Aveva da fare un resoconto di clinica.
Il tavolino sul quale scriveva era nel vano di una finestra che dava sulla corte. Egli sedeva dunque voltando le spalle a Vittorio, alla finestra di strada e alla casa dei Pisani. S'era messo così per concentrarsi di più. Voleva assorbire tutto il suo spirito nel lavoro; dominare l'affannosa inquietudine, nasconderla alla chiaroveggenza di Vittorio.
Non aveva preso ancora nessuna risoluzione; o meglio, ne prendeva una tutti i giorni; ma tutte cadevano sotto la riflessione.
Una sola persisteva a ripresentarsi: la più disperata.
Per essere libero, per non sottostare a veruna influenza esteriore, per avere tutto l'agio di fare quello che avrebbe risoluto, egli doveva innanzi tutto custodire gelosamente il terribile segreto: nascondere a tutti gli occhi ciò che avveniva nell'animo suo.
E di questo essenzialmente egli si preoccupava, sebbene gli costasse uno sforzo supremo quella continua finzione. La sua salute languiva sotto a quel peso: la sua intelligenza, già così lucida, aveva momenti di tenebre.
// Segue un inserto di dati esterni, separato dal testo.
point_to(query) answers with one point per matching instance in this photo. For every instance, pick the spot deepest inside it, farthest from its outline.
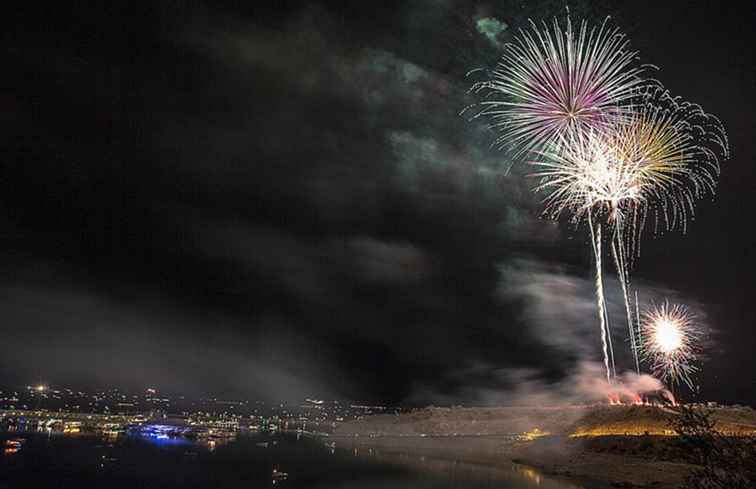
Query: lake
(56, 461)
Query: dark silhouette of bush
(726, 462)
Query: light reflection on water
(503, 476)
(250, 461)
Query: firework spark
(670, 342)
(552, 82)
(659, 160)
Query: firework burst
(669, 342)
(552, 82)
(657, 160)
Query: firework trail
(610, 147)
(659, 159)
(671, 342)
(553, 84)
(554, 81)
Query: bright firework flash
(659, 159)
(670, 342)
(552, 82)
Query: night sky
(285, 202)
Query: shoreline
(595, 447)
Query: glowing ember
(670, 341)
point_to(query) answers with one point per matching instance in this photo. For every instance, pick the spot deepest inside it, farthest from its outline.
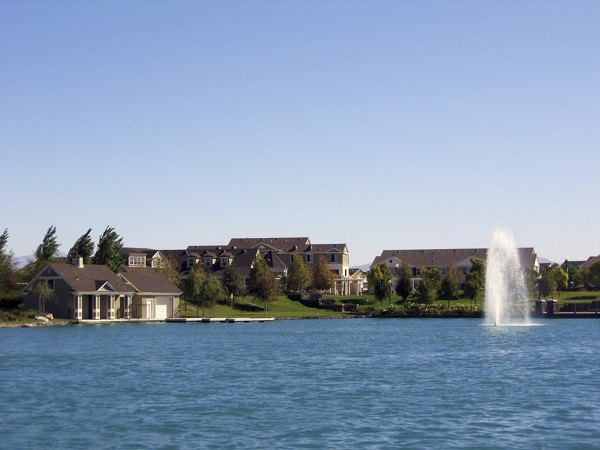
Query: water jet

E se a forza di torturarsi riesciva a dissimulare il dolore che lo straziava, non era in potere suo nascondere le occhiaie livide, le guancie pallide e l'evidente stanchezza di tutta la persona.
Fino a un certo grado tali segni di malessere si potevano attribuire alle notti insonni ed alla grande inquietudine che doveva cagionargli lo stato di don Paolo.
Ma egli inorridiva di sè notando la crescente indifferenza con cui assisteva il povero vecchio, e quella sostituzione di causa gli ripugnava.